The four over-ripe persimmons sitting on the counter top needed to be used– their pureed pulp would bring natural sweetness and moisture to classic cornbread that is often dry and crumbly. Plus, the addition of fruits and fruit juices to recipes that use gluten free flour helps improve the texture and flavor of the finished product. Gluten free persimmon cornbread muffins? Sounded like a great idea to me!
Persimmons get less attention than they deserve and can only be found during the few fall months. They are traditionally baked into a creamy pudding dessert, but are great when used fresh in salads or cooked into baked goods.

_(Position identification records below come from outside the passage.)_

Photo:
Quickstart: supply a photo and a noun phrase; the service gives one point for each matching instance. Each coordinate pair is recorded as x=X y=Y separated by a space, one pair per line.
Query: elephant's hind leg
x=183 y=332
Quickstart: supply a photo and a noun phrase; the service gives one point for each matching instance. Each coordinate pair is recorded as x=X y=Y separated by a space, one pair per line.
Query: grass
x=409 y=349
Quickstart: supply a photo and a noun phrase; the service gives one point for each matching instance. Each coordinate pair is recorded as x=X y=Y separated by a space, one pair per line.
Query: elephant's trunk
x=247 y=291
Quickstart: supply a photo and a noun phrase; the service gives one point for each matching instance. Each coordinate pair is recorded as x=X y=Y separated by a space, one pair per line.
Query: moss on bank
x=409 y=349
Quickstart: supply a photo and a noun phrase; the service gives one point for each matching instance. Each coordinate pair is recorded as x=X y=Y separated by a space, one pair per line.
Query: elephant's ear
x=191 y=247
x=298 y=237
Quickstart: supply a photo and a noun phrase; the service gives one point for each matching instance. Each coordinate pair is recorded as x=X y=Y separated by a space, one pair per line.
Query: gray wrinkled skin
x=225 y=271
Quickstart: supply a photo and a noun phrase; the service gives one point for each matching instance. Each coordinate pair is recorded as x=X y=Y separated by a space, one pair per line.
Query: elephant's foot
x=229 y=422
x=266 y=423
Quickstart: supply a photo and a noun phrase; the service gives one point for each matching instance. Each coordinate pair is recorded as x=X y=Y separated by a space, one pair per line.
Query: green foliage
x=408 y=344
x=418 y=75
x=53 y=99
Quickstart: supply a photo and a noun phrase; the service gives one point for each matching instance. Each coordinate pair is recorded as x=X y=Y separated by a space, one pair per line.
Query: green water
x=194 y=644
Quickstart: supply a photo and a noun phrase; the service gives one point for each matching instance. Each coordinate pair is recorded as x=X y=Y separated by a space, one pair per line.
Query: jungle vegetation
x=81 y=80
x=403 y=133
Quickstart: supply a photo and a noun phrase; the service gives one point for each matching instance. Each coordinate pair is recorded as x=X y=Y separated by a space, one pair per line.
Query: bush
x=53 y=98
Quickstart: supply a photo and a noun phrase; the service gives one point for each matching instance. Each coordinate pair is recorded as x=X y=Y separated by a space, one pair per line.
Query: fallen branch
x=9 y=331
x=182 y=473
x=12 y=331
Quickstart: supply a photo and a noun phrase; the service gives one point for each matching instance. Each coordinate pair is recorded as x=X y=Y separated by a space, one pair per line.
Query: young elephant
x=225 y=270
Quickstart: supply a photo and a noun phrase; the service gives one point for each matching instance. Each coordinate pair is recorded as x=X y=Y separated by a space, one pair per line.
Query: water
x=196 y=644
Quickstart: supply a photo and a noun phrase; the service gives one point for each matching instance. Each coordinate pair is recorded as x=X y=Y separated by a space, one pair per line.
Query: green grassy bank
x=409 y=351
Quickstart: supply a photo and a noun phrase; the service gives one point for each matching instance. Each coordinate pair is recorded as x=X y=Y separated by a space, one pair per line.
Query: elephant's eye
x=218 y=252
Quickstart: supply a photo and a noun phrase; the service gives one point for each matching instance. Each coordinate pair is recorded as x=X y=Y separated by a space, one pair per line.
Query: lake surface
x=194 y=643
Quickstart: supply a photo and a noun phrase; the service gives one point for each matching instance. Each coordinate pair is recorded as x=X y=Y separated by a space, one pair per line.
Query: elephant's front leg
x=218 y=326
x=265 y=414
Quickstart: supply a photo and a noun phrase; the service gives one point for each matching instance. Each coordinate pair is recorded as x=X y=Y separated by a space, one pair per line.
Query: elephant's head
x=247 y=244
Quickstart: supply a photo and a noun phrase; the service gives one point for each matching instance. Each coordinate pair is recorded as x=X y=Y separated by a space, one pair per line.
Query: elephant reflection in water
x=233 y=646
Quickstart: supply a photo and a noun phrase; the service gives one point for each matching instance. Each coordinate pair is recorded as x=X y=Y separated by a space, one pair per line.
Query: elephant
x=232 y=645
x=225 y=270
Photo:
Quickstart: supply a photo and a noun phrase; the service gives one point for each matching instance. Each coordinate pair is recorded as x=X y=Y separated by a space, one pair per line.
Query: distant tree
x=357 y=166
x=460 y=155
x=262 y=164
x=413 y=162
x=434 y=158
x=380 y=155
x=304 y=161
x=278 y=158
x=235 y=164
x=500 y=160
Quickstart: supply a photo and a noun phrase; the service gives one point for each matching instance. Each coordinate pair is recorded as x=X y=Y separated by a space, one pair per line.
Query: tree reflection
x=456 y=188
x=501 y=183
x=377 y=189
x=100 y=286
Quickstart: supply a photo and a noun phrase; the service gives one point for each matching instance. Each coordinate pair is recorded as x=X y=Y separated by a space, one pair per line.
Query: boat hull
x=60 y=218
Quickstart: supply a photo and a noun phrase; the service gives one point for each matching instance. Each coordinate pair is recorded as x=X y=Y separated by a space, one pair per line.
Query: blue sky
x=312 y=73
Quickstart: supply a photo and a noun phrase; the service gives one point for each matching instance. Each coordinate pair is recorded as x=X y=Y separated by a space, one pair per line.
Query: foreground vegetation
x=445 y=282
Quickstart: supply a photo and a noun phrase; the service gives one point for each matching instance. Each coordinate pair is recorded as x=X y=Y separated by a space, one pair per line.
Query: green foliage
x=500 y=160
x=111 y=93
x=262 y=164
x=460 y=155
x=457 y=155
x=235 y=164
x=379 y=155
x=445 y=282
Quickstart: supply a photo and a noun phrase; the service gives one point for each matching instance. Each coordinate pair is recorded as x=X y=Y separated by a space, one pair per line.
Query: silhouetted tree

They are a great source of fiber, vitamin C, beta carotene, potassium, magnesium and calcium.
These muffins would make a great addition to the Thanksgiving table, or with turkey chili made with leftovers from the feast. They have a hint of spice to them from the fresh ginger and a mellow and naturally sweet flavor that would be great for breakfast or brunch too!
Adapted from original found at epicurious.com
- 1 cup gluten free baking flour (I prefer King Arthur or Pamela's gluten free flour mixes)

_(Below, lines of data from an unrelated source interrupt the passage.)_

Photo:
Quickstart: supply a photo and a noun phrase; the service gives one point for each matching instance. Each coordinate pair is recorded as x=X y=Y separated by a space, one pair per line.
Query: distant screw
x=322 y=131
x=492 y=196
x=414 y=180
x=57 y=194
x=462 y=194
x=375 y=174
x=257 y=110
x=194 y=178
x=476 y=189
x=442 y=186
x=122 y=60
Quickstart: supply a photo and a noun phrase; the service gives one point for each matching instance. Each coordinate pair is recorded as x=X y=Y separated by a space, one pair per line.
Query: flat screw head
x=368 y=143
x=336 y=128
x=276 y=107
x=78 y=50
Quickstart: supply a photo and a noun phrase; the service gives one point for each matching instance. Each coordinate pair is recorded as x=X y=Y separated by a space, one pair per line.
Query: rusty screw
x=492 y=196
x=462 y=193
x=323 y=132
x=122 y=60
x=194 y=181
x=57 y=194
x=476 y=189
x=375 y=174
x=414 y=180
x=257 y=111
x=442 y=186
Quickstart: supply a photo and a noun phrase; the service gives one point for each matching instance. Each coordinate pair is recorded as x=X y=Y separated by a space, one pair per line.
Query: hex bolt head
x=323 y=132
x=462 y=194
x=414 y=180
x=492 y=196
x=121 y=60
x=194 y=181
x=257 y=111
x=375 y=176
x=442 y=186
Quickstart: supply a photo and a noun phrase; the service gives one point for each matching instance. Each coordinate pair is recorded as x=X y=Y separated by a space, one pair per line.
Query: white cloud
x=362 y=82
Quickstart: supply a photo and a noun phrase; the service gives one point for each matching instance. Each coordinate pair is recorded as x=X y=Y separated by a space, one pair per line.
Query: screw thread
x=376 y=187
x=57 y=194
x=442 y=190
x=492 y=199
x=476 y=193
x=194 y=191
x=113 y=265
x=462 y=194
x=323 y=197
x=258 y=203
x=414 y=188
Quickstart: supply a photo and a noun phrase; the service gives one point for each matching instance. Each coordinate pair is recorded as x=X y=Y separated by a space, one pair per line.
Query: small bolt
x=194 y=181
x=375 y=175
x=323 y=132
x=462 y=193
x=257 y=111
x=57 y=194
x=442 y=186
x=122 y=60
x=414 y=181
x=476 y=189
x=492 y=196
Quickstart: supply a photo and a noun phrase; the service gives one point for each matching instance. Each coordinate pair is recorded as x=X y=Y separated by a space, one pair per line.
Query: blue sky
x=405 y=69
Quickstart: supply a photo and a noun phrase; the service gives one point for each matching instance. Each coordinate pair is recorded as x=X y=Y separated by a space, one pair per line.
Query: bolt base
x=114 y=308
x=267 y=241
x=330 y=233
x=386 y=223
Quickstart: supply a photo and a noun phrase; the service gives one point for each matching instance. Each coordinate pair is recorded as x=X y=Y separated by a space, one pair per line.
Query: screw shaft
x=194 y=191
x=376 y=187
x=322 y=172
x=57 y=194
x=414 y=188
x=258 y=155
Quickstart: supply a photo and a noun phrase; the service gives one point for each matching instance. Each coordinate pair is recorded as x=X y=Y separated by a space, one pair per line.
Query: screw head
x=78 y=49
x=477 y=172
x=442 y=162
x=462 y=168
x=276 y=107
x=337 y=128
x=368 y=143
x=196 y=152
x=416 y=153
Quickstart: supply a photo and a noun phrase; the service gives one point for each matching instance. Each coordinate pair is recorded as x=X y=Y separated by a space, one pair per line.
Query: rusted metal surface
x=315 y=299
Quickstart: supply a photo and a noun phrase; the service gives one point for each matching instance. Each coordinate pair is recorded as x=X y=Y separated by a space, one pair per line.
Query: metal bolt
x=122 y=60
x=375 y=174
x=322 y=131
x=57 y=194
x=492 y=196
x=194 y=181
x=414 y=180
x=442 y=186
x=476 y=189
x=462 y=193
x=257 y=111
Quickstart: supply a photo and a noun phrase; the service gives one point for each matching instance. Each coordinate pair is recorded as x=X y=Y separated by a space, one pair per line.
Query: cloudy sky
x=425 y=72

- 1 cup coarse cornmeal (make sure it is processed in a gluten free facility)
- 3/4 tsp salt
- 1 ½ cup persimmon pulp, pureed until smooth
- 1 tsp baking soda
- 1/2 cup granulated sugar
- 1/2 cup vegetable oil
- 2 large eggs
- 2 tsp ground cinnamon
- 1/2 tsp fresh ground nutmeg
- 1 tbsp grated fresh ginger
- 1/3 cup water
- Preheat the oven to 350 degrees. Grease 12 muffin cups and place liners in each. In a large mixing bowl combine the flour, cornmeal and salt. In a separate small bowl, whisk together persimmon pulp and baking soda until it begins to thicken. Add the sugar, oil, eggs, spices, and fresh ginger to the persimmon mixture and whisk to combine. Add the wet ingredients to the dry ingredients and use a large spoon or spatula to fold together - don’t over-mix or the bread will be tough and chewy. Spoon the batter into the muffin cups, filling to just 1/4 inch below the rim. Bake for 15-18 minutes or until a knife inserted in the bread comes out clean. Cool for at least 15 minutes before tipping it out of the pan. Serve warm with good quality butter or marmalade for breakfast or a big bowl of chili for a hearty dinner.
- Give thanks, be thankful and enjoy the good food. Happy Thanksgiving!